I just love reading stories about how dogs help people. The following is some wonderful information on how service dogs america are helping wounded GIs to live their lives.
Service Dogs America Aiding Wounded GIs
Army Specialist Cameron Briggs washes down a cocktail of prescription drugs every day for post-traumatic stress disorder and a brain injury he suffered when four roadside bombs rocked his Humvee in Iraq. Tramadol for pain. Midrin for debilitating headaches. Minipress to suppress nightmares. Klonopin to control anger and anxiety.
His next dose of treatment will come from an unlikely source: a purebred Golden Retriever. A new Veterans Administration program adopts dogs from animal shelters, trains them as service dogs america and matches them with wounded warriors home from Iraq and Afghanistan to help with their recovery.
For Briggs, his dog will be trained to help him find his wallet, cell phone and keys, which he habitually loses because of cognitive memory loss. The dog also will brace Briggs, who has an ankle injury, so he doesn’t have to use a cane or walker in public.
“I call him my little battle buddy,” the 24-year-old Briggs said as he strapped his old camouflage assault vest onto Harper. It’s modified to store biscuits and toys instead of ammunition. “I most definitely think he’ll help me transfer back to civilian life.”
VA hospitals nationwide are integrating service dogs america into treatment plans for disabled vets, said Will Baldwin, a vocational rehabilitation counselor for the VA in Denver.
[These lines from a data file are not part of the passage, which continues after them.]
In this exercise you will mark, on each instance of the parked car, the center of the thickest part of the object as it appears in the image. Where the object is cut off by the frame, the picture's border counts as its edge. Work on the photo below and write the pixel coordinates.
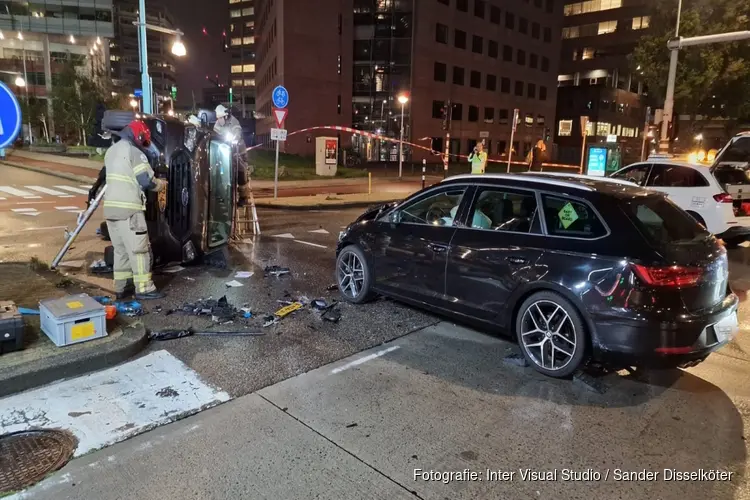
(703, 192)
(195, 216)
(575, 268)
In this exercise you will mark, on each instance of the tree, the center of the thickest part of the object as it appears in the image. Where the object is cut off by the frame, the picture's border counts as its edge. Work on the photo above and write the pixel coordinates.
(712, 80)
(75, 97)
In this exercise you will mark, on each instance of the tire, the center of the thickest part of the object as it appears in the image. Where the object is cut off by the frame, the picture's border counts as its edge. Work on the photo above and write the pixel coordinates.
(534, 336)
(353, 275)
(117, 120)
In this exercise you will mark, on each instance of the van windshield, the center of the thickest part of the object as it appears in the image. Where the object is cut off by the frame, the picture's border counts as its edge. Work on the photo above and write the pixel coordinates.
(662, 222)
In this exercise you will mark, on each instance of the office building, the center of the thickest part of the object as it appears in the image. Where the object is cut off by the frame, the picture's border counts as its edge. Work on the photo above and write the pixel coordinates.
(36, 39)
(241, 42)
(348, 61)
(124, 51)
(596, 79)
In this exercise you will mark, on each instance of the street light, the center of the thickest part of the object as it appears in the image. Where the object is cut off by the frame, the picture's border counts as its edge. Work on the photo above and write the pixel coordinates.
(403, 99)
(178, 49)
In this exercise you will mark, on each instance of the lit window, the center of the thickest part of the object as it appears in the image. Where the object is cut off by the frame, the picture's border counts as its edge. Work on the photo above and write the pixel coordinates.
(640, 23)
(565, 128)
(607, 27)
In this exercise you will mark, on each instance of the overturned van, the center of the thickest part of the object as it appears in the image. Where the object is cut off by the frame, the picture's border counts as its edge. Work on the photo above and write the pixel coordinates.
(195, 215)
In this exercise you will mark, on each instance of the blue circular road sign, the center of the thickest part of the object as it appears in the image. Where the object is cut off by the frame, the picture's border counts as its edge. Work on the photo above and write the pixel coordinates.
(280, 97)
(10, 117)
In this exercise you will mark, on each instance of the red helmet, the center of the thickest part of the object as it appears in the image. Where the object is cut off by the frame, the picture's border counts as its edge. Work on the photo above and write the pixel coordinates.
(141, 133)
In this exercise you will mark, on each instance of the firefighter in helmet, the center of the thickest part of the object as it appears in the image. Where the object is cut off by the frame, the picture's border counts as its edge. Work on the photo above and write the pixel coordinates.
(129, 176)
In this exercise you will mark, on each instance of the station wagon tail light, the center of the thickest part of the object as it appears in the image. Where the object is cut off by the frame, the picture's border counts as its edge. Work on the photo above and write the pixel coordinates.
(671, 276)
(723, 198)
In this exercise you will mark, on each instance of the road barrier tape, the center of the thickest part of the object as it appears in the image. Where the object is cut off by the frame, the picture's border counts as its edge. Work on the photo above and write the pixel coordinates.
(418, 146)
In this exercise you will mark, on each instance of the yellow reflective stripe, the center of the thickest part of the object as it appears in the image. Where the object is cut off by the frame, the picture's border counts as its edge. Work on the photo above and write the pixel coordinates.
(140, 168)
(123, 204)
(122, 178)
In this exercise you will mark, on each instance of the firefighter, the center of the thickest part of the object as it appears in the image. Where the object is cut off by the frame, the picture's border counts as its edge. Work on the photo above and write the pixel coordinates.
(229, 127)
(128, 177)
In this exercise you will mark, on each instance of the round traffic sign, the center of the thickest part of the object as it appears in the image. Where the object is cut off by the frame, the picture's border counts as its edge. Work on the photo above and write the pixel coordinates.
(10, 117)
(280, 97)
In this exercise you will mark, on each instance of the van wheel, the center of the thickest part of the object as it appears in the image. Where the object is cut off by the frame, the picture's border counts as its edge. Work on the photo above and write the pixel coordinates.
(551, 334)
(697, 218)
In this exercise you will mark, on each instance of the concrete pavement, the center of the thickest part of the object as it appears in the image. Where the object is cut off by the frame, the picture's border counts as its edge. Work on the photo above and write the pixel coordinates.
(435, 402)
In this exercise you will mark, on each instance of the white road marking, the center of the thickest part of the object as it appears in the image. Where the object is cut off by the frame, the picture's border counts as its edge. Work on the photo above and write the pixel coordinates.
(42, 189)
(15, 192)
(72, 189)
(311, 244)
(365, 359)
(131, 398)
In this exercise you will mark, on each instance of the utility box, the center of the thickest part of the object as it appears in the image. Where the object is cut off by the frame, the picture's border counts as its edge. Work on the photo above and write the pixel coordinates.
(73, 319)
(11, 327)
(326, 156)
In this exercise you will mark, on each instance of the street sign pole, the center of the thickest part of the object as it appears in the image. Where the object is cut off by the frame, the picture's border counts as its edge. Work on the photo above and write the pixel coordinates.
(280, 98)
(516, 112)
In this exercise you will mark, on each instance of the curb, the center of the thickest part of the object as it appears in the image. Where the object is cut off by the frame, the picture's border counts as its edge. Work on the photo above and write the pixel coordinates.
(40, 372)
(61, 175)
(324, 206)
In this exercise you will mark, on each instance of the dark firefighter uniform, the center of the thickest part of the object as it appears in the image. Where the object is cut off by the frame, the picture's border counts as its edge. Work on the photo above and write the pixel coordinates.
(128, 176)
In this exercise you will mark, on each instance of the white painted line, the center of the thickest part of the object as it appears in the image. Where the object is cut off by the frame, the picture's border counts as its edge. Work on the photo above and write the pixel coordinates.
(44, 228)
(311, 244)
(130, 398)
(14, 192)
(44, 190)
(365, 359)
(72, 189)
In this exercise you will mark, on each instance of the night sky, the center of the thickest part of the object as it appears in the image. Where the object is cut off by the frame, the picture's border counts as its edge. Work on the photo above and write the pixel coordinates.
(204, 54)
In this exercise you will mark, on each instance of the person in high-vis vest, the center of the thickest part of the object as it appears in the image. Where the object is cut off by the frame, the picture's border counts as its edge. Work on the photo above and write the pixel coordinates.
(129, 176)
(478, 159)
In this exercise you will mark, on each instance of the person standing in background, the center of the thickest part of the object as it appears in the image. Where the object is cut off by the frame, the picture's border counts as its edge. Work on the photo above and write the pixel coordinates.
(538, 156)
(478, 159)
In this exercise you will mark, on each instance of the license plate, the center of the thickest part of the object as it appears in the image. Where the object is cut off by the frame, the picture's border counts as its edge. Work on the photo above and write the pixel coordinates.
(727, 328)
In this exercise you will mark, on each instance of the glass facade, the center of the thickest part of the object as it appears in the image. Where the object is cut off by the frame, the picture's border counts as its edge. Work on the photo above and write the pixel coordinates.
(64, 17)
(383, 31)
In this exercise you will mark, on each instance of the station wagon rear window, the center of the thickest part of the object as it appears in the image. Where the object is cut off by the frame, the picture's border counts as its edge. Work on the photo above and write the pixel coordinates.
(571, 218)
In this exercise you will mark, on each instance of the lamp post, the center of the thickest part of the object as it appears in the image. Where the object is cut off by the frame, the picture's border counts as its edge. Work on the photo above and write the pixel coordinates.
(178, 49)
(403, 99)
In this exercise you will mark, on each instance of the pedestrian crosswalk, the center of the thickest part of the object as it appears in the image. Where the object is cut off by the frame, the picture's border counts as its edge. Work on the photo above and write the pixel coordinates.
(39, 192)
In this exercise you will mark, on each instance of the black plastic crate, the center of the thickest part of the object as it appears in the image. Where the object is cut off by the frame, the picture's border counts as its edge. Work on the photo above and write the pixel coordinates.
(11, 327)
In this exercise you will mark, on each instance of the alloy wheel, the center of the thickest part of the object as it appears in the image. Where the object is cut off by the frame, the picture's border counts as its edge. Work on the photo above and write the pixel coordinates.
(548, 335)
(351, 275)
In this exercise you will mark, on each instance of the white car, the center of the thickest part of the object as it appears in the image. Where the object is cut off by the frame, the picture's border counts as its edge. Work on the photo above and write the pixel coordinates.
(717, 197)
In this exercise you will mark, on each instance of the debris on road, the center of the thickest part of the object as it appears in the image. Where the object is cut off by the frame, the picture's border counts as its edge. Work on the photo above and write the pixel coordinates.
(178, 334)
(276, 271)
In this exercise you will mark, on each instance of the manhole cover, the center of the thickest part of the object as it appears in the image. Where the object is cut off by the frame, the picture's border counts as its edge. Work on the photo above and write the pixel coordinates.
(27, 457)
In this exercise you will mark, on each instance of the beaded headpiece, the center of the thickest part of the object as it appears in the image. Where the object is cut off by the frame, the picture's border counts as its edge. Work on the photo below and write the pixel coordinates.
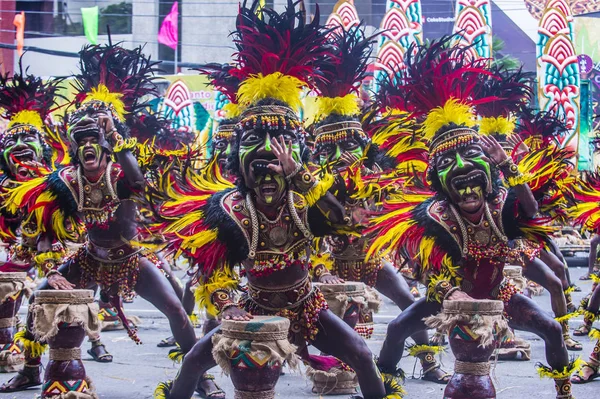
(113, 78)
(338, 102)
(277, 56)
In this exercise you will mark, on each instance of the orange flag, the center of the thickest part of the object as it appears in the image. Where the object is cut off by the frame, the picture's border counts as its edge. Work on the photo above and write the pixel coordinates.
(19, 22)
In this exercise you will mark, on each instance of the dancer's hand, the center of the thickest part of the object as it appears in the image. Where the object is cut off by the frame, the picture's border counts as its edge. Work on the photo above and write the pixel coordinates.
(235, 313)
(58, 282)
(283, 152)
(330, 279)
(459, 295)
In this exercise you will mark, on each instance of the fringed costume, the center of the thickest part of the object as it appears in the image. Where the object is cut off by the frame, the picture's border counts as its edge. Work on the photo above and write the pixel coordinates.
(456, 227)
(267, 223)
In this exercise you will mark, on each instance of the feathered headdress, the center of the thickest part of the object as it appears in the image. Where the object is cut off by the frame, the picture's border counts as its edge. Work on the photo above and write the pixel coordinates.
(26, 101)
(342, 73)
(437, 87)
(511, 90)
(538, 128)
(114, 77)
(277, 56)
(224, 79)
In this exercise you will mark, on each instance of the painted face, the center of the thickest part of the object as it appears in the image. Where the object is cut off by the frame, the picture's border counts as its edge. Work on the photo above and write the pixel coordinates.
(20, 148)
(333, 154)
(222, 149)
(255, 154)
(465, 176)
(90, 154)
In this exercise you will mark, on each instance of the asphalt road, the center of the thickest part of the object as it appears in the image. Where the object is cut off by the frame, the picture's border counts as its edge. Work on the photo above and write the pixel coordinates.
(136, 370)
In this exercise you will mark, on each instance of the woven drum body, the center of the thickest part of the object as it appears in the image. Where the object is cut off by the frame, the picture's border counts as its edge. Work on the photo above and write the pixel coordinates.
(473, 328)
(12, 286)
(515, 275)
(74, 312)
(345, 300)
(252, 353)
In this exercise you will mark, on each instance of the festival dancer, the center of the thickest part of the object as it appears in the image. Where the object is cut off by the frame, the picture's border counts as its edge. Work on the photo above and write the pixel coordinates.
(512, 91)
(342, 145)
(585, 212)
(31, 148)
(267, 223)
(457, 230)
(97, 195)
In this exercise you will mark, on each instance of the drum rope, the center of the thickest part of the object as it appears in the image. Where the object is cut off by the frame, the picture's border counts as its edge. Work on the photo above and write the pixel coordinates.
(8, 322)
(254, 395)
(61, 354)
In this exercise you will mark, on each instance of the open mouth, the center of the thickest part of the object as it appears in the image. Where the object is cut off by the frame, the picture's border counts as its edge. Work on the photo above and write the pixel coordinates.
(260, 167)
(470, 186)
(89, 155)
(23, 156)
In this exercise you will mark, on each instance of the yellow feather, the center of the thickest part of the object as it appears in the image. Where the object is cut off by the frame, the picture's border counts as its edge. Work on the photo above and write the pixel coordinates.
(275, 85)
(499, 125)
(102, 94)
(546, 372)
(232, 110)
(594, 334)
(452, 112)
(346, 106)
(319, 190)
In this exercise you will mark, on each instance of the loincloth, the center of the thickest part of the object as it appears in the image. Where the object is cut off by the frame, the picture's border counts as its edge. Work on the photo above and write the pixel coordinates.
(301, 304)
(115, 267)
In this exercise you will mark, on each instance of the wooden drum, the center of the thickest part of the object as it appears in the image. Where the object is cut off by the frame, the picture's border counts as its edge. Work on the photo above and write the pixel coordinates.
(252, 353)
(63, 319)
(473, 329)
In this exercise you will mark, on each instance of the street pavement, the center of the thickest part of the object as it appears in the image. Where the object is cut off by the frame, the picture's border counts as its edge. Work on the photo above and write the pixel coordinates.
(136, 370)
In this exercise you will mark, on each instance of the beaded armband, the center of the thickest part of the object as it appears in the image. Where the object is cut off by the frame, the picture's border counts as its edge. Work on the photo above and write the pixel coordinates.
(320, 271)
(221, 299)
(303, 181)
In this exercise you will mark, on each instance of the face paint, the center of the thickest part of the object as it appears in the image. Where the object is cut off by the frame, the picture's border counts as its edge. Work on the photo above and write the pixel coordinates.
(95, 146)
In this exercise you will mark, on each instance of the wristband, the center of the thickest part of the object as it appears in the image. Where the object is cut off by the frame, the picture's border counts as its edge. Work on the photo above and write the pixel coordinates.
(450, 292)
(304, 181)
(221, 299)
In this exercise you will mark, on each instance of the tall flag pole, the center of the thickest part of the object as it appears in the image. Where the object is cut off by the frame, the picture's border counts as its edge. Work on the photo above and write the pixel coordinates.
(19, 23)
(169, 31)
(558, 70)
(473, 28)
(401, 27)
(89, 16)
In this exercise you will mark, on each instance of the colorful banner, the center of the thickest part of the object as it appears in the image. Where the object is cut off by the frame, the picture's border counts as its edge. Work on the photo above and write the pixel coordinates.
(558, 70)
(19, 23)
(89, 16)
(169, 31)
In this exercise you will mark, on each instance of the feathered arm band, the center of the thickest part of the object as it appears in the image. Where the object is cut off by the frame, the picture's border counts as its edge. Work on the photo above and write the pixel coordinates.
(216, 293)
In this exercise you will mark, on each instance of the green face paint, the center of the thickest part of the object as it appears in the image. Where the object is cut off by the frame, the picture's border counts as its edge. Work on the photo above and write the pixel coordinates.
(95, 146)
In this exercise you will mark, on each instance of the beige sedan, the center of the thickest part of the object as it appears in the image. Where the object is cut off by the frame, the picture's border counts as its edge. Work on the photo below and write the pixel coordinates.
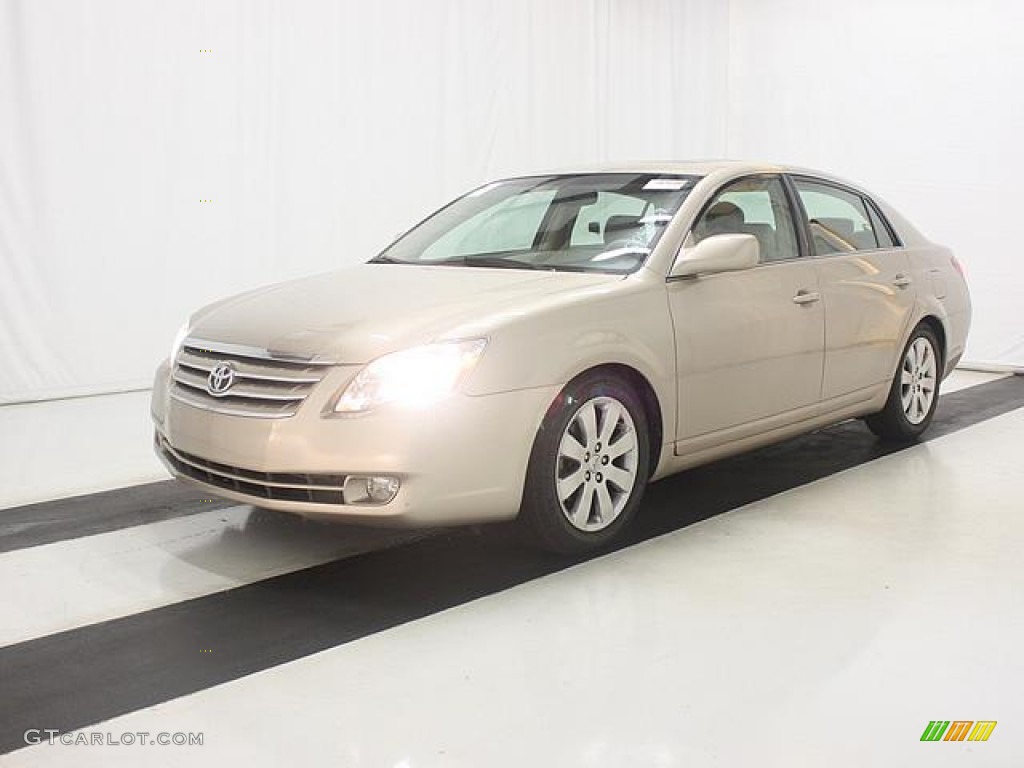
(544, 347)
The program was formed after Freedom Service Dogs, a Denver-based nonprofit, recently partnered with the VA.
Training takes up to nine months and costs $23,000. Service Dogs america doesn’t charge its clients but relies on private donations and foundation grants.
“The population is growing exponentially down in Fort Carson with the Wounded Warriors program,” said Freedom Service Dogs’ Diane Vertovec, referring to the Army unit that prepares wounded Soldiers for civilian life. “We feel like a dog can help a vet meet physical challenges but, more importantly, can really, really help them overcome a lot of the mental instability that they’re feeling.”
Service Dogs america can train 43 dogs per year – a number that doesn’t come close to meeting demand. There are about 450 Soldiers in the Wounded Warrior Battalion at Fort Carson.
David Watson, a 43-year-old Gulf War veteran who lives in Strasburg, about 40 miles east of Denver, gets out of bed every morning with the help of Summer, a trained yellow lab. Watson’s knees were injured in the war, and daily tasks are painful.
Baldwin suggested Watson get a service dog so he also could take better care of his wife, Trish, a Navy veteran who has multiple sclerosis and uses a wheelchair.
“The relationship is just one big circle. We just keep helping each other out,” said Watson. “If I can’t roll over or get out of bed, (Summer) will have a little toy that she uses and she’ll pull me up. It’s a tug-of-war game for her.”
“Get shoe, Summer!” Watson commands. Summer drops them at his bedside so he can slip them on without bending.
Summer also helps Watson navigate a world that doesn’t always accommodate his disabilities.
“Uneven ground – she will notice that before I do and she will either nudge me over or step in front of me so I don’t trip,” Watson said.
Key, an 8-month-old mixed black Labrador puppy, is being trained to open and close doors, get food from the fridge, alert bark, pick up keys and other items and brace to provide support.
Key’s biggest service might be to “just snuggle up to a person in bed, which sometimes is very comforting, especially for someone that might have PTSD,” said head trainer Patti Yoensky. “Just knowing that the dog’s there helps the person feel more confident, feel that they’re not alone.”
At Fort Carson, Briggs hopes that Harper will help him adjust. “I don’t like large crowds of people,” Briggs said, alluding to a PTSD symptom. “I get really fidgety and I just hate it. So anytime a stranger comes into your personal bubble, the dog will always stand between you and the stranger.”
Stephanie Baigent, manager of dog training at Service Dogs, believes that Harper can give Briggs something “unconditional that a lot of us can’t give, because no matter what we hear about Cameron or his experiences, we can’t fully understand.
“Harper doesn’t have to understand. He just loves Cameron because he’s Cameron,” she said.